Once again, Caravaggio paints a single figure in an interior lit by raking light. But this time he animates the figure, having him actively recoil in pain and, as Baglione says, utter an almost audible scream. The painter emphasizes the effects caused by his use of a single light source, pushing the contrast between light and dark to an unprecedented degree.

The subject is a moment of compressed drama. A young man has been unpleasantly surprised during what should have been a quiet moment of unalloyed pleasure. Reaching out towards the selection of fruit laid out on the table before him – two bright red cherries, some figs and some grapes are visible – he finds that he himself is being bitten, by a creature that has been lurking unseen. The animal, a lizard, buries its fangs into the fleshy part of his middle finger. The boy’s face, startled and flushed with the sudden consciousness of pain, is strongly illuminated. His bare shoulder and tensed right hand, from which the lizard still dangles, are thrown into sharp relief.
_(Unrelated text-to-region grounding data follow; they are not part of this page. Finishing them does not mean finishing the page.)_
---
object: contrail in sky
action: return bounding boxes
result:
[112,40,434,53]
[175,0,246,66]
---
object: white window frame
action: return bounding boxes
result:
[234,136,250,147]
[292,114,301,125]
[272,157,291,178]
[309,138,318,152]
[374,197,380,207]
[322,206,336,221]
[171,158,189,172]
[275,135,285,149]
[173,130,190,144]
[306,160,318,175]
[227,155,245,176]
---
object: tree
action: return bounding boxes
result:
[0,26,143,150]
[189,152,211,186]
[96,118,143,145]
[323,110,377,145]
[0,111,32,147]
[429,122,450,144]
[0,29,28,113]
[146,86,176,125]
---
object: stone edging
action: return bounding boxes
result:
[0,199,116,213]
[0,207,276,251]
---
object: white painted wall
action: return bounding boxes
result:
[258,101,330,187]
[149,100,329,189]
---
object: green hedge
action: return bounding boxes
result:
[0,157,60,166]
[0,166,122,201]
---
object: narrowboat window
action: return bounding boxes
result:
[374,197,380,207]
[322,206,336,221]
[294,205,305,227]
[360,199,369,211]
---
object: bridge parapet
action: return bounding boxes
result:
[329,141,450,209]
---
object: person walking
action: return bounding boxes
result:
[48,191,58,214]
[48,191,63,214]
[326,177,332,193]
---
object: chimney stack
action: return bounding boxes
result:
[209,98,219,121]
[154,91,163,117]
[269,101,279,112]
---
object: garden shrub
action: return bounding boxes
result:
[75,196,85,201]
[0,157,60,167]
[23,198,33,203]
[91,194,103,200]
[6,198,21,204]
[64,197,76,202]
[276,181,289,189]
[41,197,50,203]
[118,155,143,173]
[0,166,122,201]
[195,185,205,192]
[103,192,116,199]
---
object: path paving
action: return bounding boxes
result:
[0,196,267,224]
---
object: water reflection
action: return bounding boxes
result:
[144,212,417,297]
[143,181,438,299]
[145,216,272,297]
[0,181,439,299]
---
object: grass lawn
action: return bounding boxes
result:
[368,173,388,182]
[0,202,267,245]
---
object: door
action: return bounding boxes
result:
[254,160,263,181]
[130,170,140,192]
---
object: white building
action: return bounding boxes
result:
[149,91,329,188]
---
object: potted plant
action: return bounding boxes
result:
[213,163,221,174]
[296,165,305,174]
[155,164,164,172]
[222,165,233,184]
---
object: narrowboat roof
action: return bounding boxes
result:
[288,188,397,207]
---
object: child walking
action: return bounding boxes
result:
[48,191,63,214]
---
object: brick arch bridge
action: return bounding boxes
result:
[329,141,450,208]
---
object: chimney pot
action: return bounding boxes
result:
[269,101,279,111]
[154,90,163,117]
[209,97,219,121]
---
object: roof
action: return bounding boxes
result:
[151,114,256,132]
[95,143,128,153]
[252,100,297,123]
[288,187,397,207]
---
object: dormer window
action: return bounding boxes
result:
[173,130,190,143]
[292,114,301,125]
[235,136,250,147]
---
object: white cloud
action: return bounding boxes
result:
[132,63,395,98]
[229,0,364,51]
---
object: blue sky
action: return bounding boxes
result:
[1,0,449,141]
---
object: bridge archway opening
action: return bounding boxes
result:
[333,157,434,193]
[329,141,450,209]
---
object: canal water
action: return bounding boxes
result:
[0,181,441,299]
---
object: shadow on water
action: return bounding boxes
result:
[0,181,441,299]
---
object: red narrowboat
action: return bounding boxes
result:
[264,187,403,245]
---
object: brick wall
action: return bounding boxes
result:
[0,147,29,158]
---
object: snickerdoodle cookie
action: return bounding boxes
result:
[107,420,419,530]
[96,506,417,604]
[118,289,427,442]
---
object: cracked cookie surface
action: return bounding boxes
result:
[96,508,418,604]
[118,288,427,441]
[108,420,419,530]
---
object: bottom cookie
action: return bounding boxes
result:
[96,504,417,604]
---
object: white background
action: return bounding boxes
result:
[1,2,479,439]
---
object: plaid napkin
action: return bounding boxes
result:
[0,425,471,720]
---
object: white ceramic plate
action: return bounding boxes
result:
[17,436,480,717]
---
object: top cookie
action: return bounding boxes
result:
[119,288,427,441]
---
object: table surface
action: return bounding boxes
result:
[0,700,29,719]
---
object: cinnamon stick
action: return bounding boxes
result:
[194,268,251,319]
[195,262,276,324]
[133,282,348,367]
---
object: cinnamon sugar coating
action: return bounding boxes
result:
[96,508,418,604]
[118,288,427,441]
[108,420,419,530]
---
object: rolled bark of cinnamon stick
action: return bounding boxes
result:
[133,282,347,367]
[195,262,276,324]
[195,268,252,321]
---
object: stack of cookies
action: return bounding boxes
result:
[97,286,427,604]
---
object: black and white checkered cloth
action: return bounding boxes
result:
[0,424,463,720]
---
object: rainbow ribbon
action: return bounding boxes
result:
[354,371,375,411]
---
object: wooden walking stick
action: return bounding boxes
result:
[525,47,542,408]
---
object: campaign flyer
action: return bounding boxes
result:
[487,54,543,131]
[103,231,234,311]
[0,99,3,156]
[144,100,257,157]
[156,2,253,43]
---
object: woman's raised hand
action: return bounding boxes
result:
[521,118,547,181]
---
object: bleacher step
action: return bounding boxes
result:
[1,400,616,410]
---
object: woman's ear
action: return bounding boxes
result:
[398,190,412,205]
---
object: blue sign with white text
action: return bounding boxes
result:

There is a slightly clumsily painted pink rose behind the boy’s ear, while the artist has also included a vase on the table in front of him, which is three quarters full of water and contains another rose and some stalks of flowering jasmine. Light slows and thickens to a texture like that of milk in the depths of the water. Reflections play in the convex surface of the vase, and two drops of condensation trickle down its fatly curved side. This is a piece of painting that evokes Giorgio Vasari’s description of a work by the young Leonardo da
Vinci, the most famous painter to have worked in Caravaggio’s home town of Milan – a picture of the Virgin ‘in which, besides the marvellous
vividness, he had imitated the dewdrops so that the picture seemed more real than life’.

The exquisite still life is a naked demonstration of skill – a reminder that when Caravaggio painted it he was working for the open market and therefore, in a sense, crying out his wares. He included the detail to impress his mastery of certain virtuoso techniques in oil painting on his prospective Roman audience – ways of painting the reflection and refraction of light, of capturing the precise wetness and viscosity of a drop of sweat, a drop of water or a drop of blood, which could make the practice of art seem almost like a form of magic. Despite Vasari’s encomium to Leonardo, such skills were primarily associated with artists from Flanders. Jan van Eyck had been the first Renaissance master to master them, followed by Rogier van der Weyden, Hans Memlinc and others. Caravaggio’s inclusion of such effects in his own work advertised his roots in Lombardy, in northern Italy, where Flemish art was better known than in the rest of the peninsula. His handling of the vase and its reflections indicate that he was familiar with the work of later Flemish masters such as Jan Bruegel.

But the still life detail
is
only a detail, a grace note in a picture designed primarily as a vehicle for the depiction of a human being gripped by sudden, strong emotion. Contrary to Bellori’s assertion that Caravaggio turned away from all artistic tradition to pursue an art rooted solely in study from life, the figure of the boy is extremely sculptural. He was painted from a model, but he also evokes that very tradition of classical statuary which, according to Bellori, Caravaggio despised. The most obvious precedent for the boy who screams in pain was the celebrated classical statue of
Laocoön
and his sons, wrapped in the coils of snakes, which had been excavated in Rome less than a hundred years earlier. Even the lizard may have been inspired by a classical sculpture, namely the so-called
Apollo Sauroctonus
, or
Lizard Apollo
, which is now in the Louvre but was probably in Rome in Caravaggio’s time. The reptile climbing up a tree trunk in that sculpture is shown from the same, sharply profiled angle – seen as if from above – as Caravaggio’s lizard.